Yo bautizo con agua, pero entre ustedes hay alguien a quien no conocen, y que viene después de mí, al cual yo no soy digno ni siquiera de desatarle la correa de las sandalias. Juan 1.26-27

Juan es el amigo íntimo que describe a Jesús desde el lugar más cercano al corazón. Juan no está interesado en milagros, ni en endemoniados; tampoco está interesado en viajes y personajes. El discípulo amado está interesado en mostrar la gloria de Jesucristo para que todos se rindan ante él.
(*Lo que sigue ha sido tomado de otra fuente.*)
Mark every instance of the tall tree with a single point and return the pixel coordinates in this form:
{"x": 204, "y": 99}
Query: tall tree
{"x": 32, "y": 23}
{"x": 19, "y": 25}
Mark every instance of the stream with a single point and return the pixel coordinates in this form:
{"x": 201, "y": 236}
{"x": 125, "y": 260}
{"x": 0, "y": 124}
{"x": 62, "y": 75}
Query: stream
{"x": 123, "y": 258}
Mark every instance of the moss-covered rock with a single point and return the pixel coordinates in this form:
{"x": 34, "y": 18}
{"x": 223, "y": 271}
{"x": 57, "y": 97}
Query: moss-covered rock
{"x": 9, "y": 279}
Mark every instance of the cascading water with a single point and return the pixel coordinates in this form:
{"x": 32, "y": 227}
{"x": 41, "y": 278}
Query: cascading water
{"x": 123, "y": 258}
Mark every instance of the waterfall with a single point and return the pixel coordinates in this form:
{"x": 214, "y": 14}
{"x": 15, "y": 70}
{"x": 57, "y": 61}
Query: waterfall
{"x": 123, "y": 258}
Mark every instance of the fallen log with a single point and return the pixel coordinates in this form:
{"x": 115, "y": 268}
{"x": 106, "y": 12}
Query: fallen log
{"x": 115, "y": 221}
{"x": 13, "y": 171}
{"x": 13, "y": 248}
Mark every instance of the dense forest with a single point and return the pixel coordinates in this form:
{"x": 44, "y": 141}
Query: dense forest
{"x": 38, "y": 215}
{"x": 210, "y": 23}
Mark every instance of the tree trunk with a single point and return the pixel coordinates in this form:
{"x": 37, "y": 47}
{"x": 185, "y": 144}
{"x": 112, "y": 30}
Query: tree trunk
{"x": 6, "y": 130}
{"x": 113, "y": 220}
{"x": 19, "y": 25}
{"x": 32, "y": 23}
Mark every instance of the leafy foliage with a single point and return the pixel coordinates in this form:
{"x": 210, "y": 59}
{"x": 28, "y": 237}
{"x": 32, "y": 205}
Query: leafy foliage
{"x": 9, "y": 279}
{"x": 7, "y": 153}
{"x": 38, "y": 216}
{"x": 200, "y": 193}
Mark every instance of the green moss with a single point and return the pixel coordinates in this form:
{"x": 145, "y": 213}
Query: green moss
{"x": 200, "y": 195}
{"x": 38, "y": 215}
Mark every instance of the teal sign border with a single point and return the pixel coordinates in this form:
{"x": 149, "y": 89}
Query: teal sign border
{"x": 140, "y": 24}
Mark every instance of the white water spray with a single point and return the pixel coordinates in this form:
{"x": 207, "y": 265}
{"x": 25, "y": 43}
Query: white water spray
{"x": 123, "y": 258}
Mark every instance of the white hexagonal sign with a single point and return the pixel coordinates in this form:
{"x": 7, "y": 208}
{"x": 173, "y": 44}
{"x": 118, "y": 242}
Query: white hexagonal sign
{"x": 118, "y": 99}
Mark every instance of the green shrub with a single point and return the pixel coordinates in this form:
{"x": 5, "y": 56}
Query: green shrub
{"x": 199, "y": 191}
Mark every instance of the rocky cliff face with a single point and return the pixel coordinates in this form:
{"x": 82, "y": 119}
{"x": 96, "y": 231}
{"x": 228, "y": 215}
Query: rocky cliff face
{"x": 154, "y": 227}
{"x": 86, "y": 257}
Para Juan,  Jesús es desde el principio majestuoso. Es Verbo, es Luz, es Gloria y Gracia, es el Buen Pastor, es la Puerta de las Ovejas, es el Pan Vivo que descendió del cielo. Jesús es el Cordero de Dios, pero es también el que bautiza con Espíritu Santo y fuego. Es vida nueva, es vida eterna, es vida que fluye como ríos de agua viva.

Juan reconoce que Cristo es antes del principio, antes de Juan el Bautista, antes de Abraham, antes de Moisés. Es superior al Templo, superior a la tradición, superior a los elementos, superior a sus adversarios; Cristo es superior a la sabiduría de los judíos, a la filosofía de los griegos y a la gloria del imperio romano. Jesús es superior a la vida, es superior a la muerte.

Juan no nos llevará por un proceso para que descubramos quién es Jesús. Él remueve desde el principio el velo y nos deja ver, con ojos descubiertos, la increíble majestad del Cristo. Desnuda ante nosotros su divinidad y no tiene reparo en ofender nuestra moderna sensibilidad con su doble naturaleza, mientras que al mismo tiempo nos lo muestra vulnerable, cansado, triste, solo.  “¡Vean, contemplen al Cordero de Dios que quita el pecado del mundo!”

Jesús es mucho más grande, maravilloso y majestuoso de lo que podamos imaginar. ¿Le conoces?